LPSという言葉を聞いたことがない人も多いと思いますが、実は私たちの身近に存在する自然な物質です。もちろん口から入っても、皮膚についても、毒性がまったくない安全な物質です。
LPSは、グラム陰性菌に分類される細菌の細胞壁に存在する物質で、リポポリサッカライドの略。日本語では糖脂質、あるいはリポ多糖とも呼ばれます。
グラム陰性菌は、皮膚・口腔・腸管・土・植物など、あらゆるところに存在しています。ということは、LPSは私たちの身近に存在している物質だということです。

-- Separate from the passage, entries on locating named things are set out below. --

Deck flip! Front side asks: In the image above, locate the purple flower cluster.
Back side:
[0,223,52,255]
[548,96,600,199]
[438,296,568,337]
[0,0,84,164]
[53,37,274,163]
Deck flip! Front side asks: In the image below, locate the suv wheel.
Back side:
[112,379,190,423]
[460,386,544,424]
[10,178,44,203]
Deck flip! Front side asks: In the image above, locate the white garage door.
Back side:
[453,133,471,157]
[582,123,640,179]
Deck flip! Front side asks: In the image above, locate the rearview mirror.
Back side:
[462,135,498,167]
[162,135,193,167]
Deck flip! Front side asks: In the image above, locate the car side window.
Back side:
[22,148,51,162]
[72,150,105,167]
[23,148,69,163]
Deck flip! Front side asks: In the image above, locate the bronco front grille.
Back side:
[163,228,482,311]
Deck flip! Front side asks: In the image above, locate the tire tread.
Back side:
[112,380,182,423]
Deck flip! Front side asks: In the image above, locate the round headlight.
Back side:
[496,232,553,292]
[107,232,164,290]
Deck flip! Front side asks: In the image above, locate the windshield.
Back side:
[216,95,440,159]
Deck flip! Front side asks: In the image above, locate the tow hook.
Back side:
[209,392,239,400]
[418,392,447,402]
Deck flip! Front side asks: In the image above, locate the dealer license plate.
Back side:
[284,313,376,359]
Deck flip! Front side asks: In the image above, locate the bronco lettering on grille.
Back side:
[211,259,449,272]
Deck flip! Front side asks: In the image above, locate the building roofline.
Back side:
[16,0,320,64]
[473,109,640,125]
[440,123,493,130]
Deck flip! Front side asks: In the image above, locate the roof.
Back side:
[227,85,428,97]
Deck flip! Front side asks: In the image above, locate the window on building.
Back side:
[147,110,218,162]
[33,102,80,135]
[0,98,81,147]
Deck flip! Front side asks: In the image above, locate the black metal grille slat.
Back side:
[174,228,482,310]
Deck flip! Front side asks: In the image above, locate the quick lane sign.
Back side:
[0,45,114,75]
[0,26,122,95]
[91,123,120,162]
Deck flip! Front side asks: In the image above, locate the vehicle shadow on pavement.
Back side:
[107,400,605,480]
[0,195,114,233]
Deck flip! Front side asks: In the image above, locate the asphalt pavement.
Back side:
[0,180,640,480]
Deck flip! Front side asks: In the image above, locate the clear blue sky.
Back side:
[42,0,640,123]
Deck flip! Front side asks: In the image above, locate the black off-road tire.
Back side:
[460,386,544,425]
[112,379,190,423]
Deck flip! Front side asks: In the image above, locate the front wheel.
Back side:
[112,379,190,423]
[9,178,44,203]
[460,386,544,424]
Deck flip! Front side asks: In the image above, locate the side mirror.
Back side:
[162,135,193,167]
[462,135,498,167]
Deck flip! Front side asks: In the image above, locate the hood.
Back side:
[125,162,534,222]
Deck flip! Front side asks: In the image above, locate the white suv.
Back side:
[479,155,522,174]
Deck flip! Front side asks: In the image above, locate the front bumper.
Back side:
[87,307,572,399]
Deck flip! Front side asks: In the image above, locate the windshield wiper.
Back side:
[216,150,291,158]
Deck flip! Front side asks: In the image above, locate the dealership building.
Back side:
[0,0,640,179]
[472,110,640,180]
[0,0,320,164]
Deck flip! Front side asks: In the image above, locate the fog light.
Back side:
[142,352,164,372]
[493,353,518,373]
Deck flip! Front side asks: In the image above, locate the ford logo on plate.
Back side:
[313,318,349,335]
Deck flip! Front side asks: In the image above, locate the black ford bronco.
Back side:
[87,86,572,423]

食用植物では、穀類・野菜・海草などに多く含まれます。細菌は、もともと土壌にいるので、土壌の細菌(とLPS)は、根菜にはもちろん、葉野菜・穀類にもたくさんついているわけで、海の中の海草にもついています。
食用植物についている細菌は、食べる前に加熱すれば殺菌されますが、細菌の成分であるLPSは残り、自然摂取されます。
昔から健康に良いとされてきた玄米もLPSが豊富です。穀類では細菌が表面に共生する関係上、LPSは外側に多くなります。だから精白米より玄米のほうが、精製した小麦粉よりも“ふすま”のほうが、LPSの量は多いのです。

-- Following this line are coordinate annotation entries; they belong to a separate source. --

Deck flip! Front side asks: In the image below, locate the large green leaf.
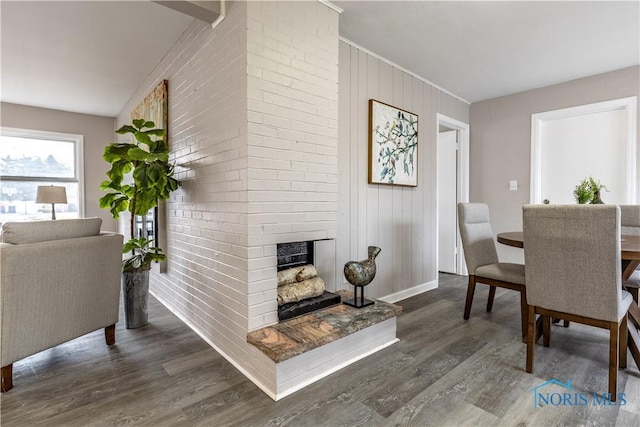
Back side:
[128,147,150,162]
[135,131,151,145]
[116,124,137,135]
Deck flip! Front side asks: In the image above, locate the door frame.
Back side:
[435,113,469,275]
[529,96,638,204]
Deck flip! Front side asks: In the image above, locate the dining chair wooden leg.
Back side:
[542,316,551,347]
[618,314,629,369]
[464,274,476,320]
[487,286,496,313]
[526,306,536,373]
[609,322,620,402]
[520,290,529,342]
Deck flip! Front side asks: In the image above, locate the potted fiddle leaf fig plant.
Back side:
[100,119,180,329]
[573,176,608,205]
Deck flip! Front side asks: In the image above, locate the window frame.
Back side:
[0,126,85,218]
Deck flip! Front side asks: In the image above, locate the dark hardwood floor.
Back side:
[0,274,640,427]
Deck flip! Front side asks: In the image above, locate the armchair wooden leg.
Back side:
[487,286,496,313]
[104,323,116,345]
[520,290,529,342]
[527,306,536,373]
[609,322,620,402]
[542,316,551,347]
[464,274,476,320]
[619,314,629,369]
[0,363,13,393]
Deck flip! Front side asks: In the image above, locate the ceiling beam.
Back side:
[153,0,224,24]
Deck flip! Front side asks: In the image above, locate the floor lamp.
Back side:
[36,185,67,219]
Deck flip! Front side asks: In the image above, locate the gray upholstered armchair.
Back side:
[523,205,631,402]
[458,203,527,341]
[0,218,123,392]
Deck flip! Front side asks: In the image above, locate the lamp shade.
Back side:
[36,185,67,203]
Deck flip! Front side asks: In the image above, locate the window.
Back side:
[0,128,84,223]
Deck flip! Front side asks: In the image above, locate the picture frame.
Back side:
[369,99,418,187]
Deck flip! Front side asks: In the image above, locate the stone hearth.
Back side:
[247,290,402,363]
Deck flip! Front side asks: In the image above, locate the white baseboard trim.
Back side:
[149,291,277,400]
[149,290,400,401]
[273,338,400,401]
[377,280,438,304]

また、ソバの種子にグラム陰性菌が多く含まれていると、発芽するときにカビが発生しにくくなることも報告されています。
さらに植物の種子に、グラム陰性菌がある程度多く存在することが、次世代生存に必須な条件と思われます。これは、ほかのイネ(米)・コムギ・大豆などの種子にも言えることだと考えられるので、多くの共生細菌が次世代に渡るように保管されている優れた仕組みが、種子にあるのだろうと想像できます。
植物共生細菌が多ければ、当然LPS含量も増えます。
LPSは、我々の生体恒常性を維持するうえで重要な機能を果たす環境因子の一つで、その働きは、まさにビタミンに似ているとも思われることから、我々研究チームは、LPSを“免疫ビタミン”として位置づけられるのではないかと考えています。LPSの発見やその機能は、まさにビタミンと称しても差し支えないからです。